Active Elastic Job
You have your Rails application deployed on the Amazon Elastic Beanstalk platform and now your application needs to offload work—like sending emails—into asynchronous background jobs. Or you want to perform jobs periodically similar to cron jobs. Then Active Elastic Job is the right gem. It provides an adapter for Rails' Active Job framework that allows your application to queue jobs as messages in an Amazon SQS queue. Elastic Beanstalk provides worker environments that automatically pull messages from the queue and transforms them into HTTP requests. This gem knows how to handle these requests. It comes with a Rack middleware that intercepts these requests and transforms them back into jobs which are subsequently executed.
Why use this gem?
- It is easy to setup.
- It makes your application ready for worker environments that are highly integrated in the Elastic Beanstalk landscape.

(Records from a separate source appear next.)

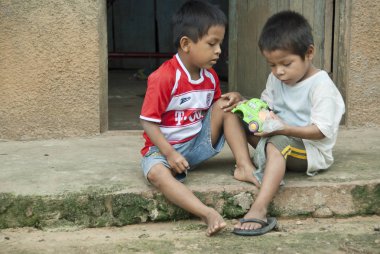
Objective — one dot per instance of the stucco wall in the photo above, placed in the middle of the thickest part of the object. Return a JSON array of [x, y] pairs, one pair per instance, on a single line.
[[53, 68], [363, 81]]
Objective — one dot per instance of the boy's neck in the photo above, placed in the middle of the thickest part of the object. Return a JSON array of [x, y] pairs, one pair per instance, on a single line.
[[193, 71]]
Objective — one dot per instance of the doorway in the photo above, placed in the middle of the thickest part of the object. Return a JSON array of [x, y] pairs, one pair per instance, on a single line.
[[139, 41]]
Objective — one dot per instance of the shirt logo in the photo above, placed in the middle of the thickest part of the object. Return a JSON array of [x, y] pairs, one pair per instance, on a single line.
[[183, 100], [208, 99]]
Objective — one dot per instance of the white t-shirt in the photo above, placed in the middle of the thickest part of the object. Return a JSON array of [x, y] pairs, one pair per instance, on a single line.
[[315, 100]]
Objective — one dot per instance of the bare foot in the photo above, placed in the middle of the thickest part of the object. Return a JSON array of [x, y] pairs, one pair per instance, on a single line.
[[245, 175], [214, 222], [252, 225]]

- It is based on Amazon SQS, a fast, fully managed, scaleable, and reliable queue service. You do not need to operate and maintain your custom-messaging cluster.
- It is easy to deploy. You simply push your application code to a worker environment, the same way that you push your application code to your web environment.
- It scales. The worker environments come with auto-scale capability. Additional worker instances will spawn automatically and process jobs from the queue if the load increases above a preconfigured threshold.
Usage
-
Add this line to your application's Gemfile:
gem 'active_elastic_job'
-
Create an SQS queue:
-
Log into your Amazon Web Service Console and select SQS from the services menu.
-
Create a new queue. Select a name of choice but do not forget to use the same name in your Active Job class definition.
class YourJob < ActiveJob::Base queue_as :name_of_your_queue end
Also use that same name in your Action Mailer configuration (if you send emails in background jobs):
# config/application.rb module YourApp class Application < Rails::Application config.action_mailer.deliver_later_queue_name = :name_of_your_queue end end
-
Choose a visibility timeout that exceeds the maximum amount of time a single job will take.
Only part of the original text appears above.